How to Implement a Transformer in TensorFlow

Key Insights

Transformers replace recurrence with self-attention, enabling parallel processing of sequences and capturing long-range dependencies more effectively than RNNs
The core innovation is multi-head attention, which allows the model to jointly attend to information from different representation subspaces at different positions
Implementing a transformer from scratch requires five key components: positional encoding, scaled dot-product attention, multi-head attention, feed-forward networks, and layer normalization with residual connections

Introduction to Transformer Architecture

The transformer architecture, introduced in “Attention is All You Need,” fundamentally changed how we approach sequence modeling. Unlike RNNs and LSTMs that process sequences sequentially, transformers use self-attention mechanisms to process entire sequences in parallel, dramatically improving training efficiency and model performance.

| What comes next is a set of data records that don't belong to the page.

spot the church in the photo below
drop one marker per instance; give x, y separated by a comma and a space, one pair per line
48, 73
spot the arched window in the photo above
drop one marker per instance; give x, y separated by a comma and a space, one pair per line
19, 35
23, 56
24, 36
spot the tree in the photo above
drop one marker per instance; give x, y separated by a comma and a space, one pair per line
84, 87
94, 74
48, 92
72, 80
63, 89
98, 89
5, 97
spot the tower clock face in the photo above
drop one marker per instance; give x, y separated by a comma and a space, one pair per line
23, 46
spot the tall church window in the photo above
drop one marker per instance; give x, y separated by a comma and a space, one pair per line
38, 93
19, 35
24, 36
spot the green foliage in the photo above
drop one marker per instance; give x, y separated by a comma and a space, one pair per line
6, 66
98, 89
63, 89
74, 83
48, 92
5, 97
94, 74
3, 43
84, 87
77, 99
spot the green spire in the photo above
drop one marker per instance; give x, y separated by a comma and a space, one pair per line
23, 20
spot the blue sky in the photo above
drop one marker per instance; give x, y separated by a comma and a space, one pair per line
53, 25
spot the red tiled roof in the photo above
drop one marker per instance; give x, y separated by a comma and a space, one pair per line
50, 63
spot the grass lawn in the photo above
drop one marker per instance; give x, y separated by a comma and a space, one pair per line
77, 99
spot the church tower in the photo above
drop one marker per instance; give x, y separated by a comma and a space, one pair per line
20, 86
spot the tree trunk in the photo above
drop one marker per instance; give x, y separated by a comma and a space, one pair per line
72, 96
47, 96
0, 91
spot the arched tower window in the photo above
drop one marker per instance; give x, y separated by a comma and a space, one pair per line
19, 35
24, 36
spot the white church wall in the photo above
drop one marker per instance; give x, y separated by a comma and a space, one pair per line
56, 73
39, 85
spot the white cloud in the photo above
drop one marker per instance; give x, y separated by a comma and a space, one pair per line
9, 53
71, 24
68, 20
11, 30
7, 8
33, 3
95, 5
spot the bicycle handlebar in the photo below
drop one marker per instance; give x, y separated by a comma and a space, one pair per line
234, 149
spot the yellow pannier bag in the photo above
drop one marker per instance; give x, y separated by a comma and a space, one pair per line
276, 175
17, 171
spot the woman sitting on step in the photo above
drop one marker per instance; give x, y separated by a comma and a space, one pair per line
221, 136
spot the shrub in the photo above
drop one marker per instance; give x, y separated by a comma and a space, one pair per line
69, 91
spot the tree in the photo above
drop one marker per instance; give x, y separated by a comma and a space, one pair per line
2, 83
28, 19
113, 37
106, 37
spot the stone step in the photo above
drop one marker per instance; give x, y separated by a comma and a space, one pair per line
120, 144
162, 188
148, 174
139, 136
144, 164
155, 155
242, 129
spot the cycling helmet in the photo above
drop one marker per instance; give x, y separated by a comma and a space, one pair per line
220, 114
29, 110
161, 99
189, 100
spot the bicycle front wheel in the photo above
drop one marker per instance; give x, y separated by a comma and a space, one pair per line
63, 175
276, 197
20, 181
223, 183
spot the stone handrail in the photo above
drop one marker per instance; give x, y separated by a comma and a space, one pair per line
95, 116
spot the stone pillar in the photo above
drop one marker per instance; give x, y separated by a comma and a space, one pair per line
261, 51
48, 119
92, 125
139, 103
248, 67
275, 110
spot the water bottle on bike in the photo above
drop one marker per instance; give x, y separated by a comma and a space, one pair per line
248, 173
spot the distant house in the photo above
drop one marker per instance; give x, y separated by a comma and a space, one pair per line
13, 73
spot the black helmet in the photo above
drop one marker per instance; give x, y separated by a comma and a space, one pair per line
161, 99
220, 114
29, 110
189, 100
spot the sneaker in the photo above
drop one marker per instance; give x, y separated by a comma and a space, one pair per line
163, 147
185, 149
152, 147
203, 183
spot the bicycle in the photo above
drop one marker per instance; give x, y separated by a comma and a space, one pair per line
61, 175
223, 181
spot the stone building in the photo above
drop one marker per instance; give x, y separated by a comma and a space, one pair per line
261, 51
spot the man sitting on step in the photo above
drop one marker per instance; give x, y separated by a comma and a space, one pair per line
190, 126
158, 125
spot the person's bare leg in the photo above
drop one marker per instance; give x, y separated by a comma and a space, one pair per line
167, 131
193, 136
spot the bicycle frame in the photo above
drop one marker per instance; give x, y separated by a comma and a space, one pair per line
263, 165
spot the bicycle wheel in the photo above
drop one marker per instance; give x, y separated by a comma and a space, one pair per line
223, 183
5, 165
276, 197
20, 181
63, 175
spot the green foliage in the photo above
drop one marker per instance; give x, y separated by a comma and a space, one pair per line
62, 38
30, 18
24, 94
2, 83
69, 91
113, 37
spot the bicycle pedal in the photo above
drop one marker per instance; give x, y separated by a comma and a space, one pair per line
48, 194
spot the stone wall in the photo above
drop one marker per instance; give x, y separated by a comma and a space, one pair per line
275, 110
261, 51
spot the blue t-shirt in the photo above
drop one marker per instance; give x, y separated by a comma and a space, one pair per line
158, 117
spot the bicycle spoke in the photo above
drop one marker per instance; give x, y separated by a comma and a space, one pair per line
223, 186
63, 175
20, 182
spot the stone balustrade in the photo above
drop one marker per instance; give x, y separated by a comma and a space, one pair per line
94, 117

At its core, a transformer consists of an encoder-decoder structure. The encoder maps input sequences to continuous representations, while the decoder generates output sequences from these representations. Each encoder and decoder layer contains two main sublayers: multi-head self-attention and position-wise feed-forward networks, with residual connections and layer normalization around each sublayer.

The attention mechanism allows the model to weigh the importance of different positions in the input when producing each output element. This eliminates the vanishing gradient problem that plagued RNNs and enables the model to capture dependencies regardless of their distance in the sequence.

Positional Encoding Implementation

Transformers have no inherent notion of sequence order since they process all positions simultaneously. Positional encodings inject information about token positions into the input embeddings, allowing the model to leverage sequential structure.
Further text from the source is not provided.